Author's Note: Thus begins a tale I have long held close to my heart, waiting for it to ripen. Now I am ready, and the tale begins. A few notes: the point of view in this story is a bit different from normal. Do not go in expecting a standard first- or third-person viewpoint.
And now, enjoy!
Chapter 1: A Beginning
I am called Highest, Emperor of the World, Fearslayer, Hopebringer, Destroyer and Savior. I have broken the foundations of the world and built them anew. I sit upon a throne carved of jade and adamant, and I call the winds to be my ears in the world. By my power I have raised up mountains and leveled them, dried seas and refilled them.

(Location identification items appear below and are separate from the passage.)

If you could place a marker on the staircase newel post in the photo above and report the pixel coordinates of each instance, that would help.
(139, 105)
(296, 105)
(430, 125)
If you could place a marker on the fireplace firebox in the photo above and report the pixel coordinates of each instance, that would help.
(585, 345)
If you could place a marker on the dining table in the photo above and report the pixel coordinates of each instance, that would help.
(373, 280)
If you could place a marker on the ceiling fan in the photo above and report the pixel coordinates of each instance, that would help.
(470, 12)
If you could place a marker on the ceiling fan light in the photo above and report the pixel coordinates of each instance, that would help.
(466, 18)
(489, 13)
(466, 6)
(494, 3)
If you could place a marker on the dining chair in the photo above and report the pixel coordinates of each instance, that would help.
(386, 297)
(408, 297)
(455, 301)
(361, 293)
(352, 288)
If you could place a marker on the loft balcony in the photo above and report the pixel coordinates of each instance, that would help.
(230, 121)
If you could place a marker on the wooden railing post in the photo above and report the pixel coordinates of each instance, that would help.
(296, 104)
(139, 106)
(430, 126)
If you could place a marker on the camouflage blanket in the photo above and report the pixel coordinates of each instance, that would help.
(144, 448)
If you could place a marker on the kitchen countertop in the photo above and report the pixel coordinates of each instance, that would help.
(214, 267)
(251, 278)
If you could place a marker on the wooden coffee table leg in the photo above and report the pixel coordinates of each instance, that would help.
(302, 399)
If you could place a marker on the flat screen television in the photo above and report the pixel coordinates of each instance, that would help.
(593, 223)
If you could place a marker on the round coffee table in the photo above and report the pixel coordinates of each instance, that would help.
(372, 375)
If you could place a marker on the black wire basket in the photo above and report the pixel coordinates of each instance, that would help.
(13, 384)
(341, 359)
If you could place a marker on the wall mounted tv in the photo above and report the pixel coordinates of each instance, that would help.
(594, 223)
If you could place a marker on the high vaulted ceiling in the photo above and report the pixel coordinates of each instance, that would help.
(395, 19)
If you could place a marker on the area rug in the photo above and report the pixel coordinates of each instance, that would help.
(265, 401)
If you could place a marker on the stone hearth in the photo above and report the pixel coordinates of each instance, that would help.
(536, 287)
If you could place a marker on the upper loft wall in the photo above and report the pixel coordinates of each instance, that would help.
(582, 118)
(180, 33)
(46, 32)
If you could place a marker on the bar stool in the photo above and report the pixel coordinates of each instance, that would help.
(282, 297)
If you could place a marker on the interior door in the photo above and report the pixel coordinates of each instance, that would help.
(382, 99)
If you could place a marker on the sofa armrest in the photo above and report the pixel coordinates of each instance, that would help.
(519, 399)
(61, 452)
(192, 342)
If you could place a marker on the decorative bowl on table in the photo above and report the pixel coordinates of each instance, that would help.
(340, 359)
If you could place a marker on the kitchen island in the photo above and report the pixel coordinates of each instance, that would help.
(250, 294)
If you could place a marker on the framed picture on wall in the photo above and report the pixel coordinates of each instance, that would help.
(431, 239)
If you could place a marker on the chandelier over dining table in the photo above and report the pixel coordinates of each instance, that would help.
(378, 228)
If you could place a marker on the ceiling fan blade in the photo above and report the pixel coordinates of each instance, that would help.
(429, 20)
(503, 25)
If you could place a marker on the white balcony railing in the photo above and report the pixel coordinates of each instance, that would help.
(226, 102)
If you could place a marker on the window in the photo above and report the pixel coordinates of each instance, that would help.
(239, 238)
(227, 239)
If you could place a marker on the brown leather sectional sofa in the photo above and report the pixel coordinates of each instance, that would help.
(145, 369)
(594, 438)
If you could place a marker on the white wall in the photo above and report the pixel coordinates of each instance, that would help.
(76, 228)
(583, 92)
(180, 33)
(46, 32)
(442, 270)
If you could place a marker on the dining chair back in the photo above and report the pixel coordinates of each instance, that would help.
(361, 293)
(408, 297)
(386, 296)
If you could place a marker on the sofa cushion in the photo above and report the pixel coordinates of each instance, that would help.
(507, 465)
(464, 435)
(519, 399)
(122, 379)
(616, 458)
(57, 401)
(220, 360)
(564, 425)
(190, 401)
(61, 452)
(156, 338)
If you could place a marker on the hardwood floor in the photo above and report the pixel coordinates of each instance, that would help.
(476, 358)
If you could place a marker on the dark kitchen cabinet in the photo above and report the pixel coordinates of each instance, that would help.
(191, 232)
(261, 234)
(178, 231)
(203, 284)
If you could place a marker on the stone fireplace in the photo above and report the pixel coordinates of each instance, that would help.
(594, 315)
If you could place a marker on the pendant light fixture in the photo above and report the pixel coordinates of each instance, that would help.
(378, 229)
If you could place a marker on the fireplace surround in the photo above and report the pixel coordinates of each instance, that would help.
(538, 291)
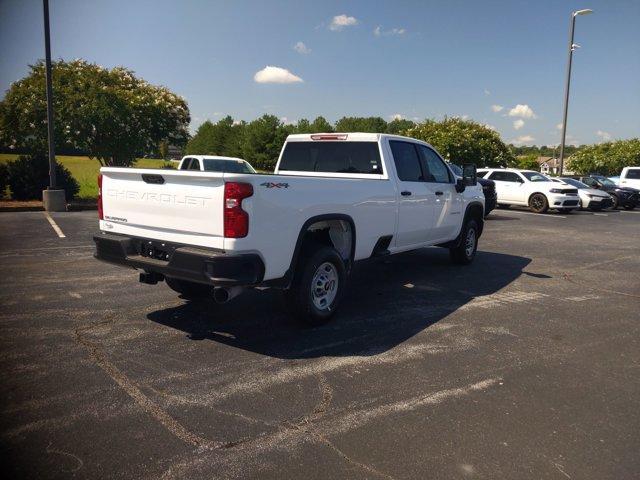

At my word is peace brokered or peace broken, and when I call, the Four Gods attend and pay heed. I am the First of all Digidestined, who saved the world and later tore it asunder only to rebuild it afterward. I am power incarnate, more than human, more than Digimon. I am Master, Harbinger and Gatebreaker; I have drunk from fountains of living water, and I have seen things that would tear a mortal mind to shreds, commanded armies that blackened the face of the earth for a hundred miles in every direction, and sat alone atop the pinnacle of the world contemplating the End. For the sake of the world, I have sworn oaths to bind my power forever, I and the gods and their servants, we who, in our arrogance, in our lust for power, once brought the world to the edge of ruin. I have walked many miles, heard many stories, seen through many eyes, and heard through many ears.
A tale I will thee tell.
The tale begins, as it always does, with the Digidestined. Not I, but those who followed after me. I have their memories now, have seen their experiences through their eyes, heard them through their ears. They were picnicking, of all things, on the day when I chose to reveal myself. It was morning in the Digital World, and they had gathered on a beach on File Island. Palm trees waved in a wind that smelled of sea salt and carried the sound of breaking waves across the sands and into the forests. Kari's hair streamed back in a long tail, and not only hers. She did not, does not know her power, or her significance in the world at large. Nor do any of the others, the ones who possess the great Crests, the greatest powers.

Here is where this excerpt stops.